January 2020, the coronavirus crisis is already ravaging China and for the past week, rumors are spreading that my company could close any day. I work in a startup that creates and sells hospitality management software. This job is great and really fulfilling, particularly after a difficult change in my career path.
One morning, as I wake up, I look at my phone and an uneasy feeling comes over me; an emptiness of sorts. And then, the shock. My company is going bankrupt and I am losing my job. I already picture myself telling my wife that I am unemployed. I break a sweat. It isn’t the first time.
Many times it was deliberate, and sometimes it was not, just like now. For a moment, I can read in the eyes of my wife this feeling of disappointment and pity. She says “it’s alright, everything is going to be fine”, but her voice says otherwise.
I have never been someone that worries, so I let go, and I stay positive. Yet, it is still a time of grief for me, professional grief. I must climb its stairway, one step at a time: shock, denial, anger, bargaining, sadness and acceptance.
Here is denial and anger: I think of the company, the colleagues, what a waste! How did we get to this point? We had a great product and a fantastic team! Then you think of the situation: why me? How am I unemployed again?
But I think of the doctors, nurses and all the patients that are going through hell battling against the wide spreading disease. I contextualize, I calm down, my little personal issues don’t amount to much in the grand scheme of things. The 14 years spent working in China have given me strong friendships. I lived the Chinese health crisis through them and understood quickly the devastating effect it could have if it hit Europe: millions of people unemployed with no income, no health insurance or social security of any kind.
Finally, I enter the phase of acceptance. The time of getting up and moving forward has come. What do I do next? Do I enter the job market? But in which industry? Do I stay in tech knowing that most companies will end up cleaning house? Do I return to hospitality, the industry I have spent the better part of 20 years working in. I left that world 2 years ago after it had pulled all the passion out of me.
No, I need to stay in tech, this is what I am now passionate about and the market is still booming. I can assess my current situation, my skill level, further educate myself, get a certification of project manager or scrum master and be back on my feet in no time.
I also have people asking me to do some consulting in hospitality for them. Why not? I have my previous career to show for it. But consulting in what? What is my specialty? I opened hotels, I have customer service experience, China experience. Is this relevant? The consulting world is flooded with so many people already, and who would my client be? Do independent hotel owners have the budget to pay someone like me? that’d be surprising, particularly now. Would this job be viable long-term? I am available and the project is interesting. I decide to go for it, we’ll ask ourselves questions later.
I am helping a real estate developer on the opening of a sustainable hotel; he is an expert in wood eco-construction himself. Quickly, I now discover the world of eco-construction, circular economies and renewable energies, … so many solutions available that aren’t widely used in the industry. While I am assisting him on the operational management component of the project, my interest is piqued by global issues such as climate change and the solutions that already exist to combat it. I clearly see the synergies and applications in hospitality.
I then call a friend I have known for the longest time. He is a pioneer in the adoption and implementation of alternative proteins in the hotel business, an expert in food and beverage overall, and a self-proclaimed environmentalist. As our conversations become more frequent and evolve, we both realize that we are creating something new and groundbreaking.
Everything fits like puzzle pieces.
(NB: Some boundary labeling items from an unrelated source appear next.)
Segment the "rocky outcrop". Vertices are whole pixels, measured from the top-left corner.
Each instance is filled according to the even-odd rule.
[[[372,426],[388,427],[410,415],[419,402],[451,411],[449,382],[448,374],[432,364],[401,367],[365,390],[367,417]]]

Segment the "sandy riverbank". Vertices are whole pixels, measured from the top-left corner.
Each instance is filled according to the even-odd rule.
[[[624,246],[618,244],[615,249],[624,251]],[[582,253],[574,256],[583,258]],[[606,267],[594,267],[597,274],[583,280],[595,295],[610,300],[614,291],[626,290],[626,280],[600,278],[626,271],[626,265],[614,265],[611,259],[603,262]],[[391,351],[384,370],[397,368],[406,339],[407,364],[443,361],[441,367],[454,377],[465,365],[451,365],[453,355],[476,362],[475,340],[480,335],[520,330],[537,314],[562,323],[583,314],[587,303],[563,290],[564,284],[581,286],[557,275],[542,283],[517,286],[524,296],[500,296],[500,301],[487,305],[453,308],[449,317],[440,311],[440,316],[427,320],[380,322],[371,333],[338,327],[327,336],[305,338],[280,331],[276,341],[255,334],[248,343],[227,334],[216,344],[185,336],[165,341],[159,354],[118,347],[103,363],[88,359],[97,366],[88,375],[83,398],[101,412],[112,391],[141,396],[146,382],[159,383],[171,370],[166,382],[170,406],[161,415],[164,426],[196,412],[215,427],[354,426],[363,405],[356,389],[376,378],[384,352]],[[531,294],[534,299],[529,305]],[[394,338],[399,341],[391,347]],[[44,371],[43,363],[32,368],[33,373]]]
Our entrepreneur caps on; our desire to do something that has a positive impact on the world and the perspective to work with a longtime friend, we are in the genesis of a life changing and conscious partnership called WiseFins.
Look, I would have lost my job with or without the crisis. Of course, the health disaster that it is and the deaths that are left in its wake, it’s horrifying and heartbreaking. But I’d be lying if I said that all of it to me was negative. What it gave me, personally, is the time and space to reflect. The time to take a step back and make the conscious effort to think of my life with a different perspective. It opened my eyes to the fact that I wasn’t being my best. It made me realize that I could put my life at the service of something bigger than me through the expertise and skills I already have. In a way, confinement helped me find myself and my purpose.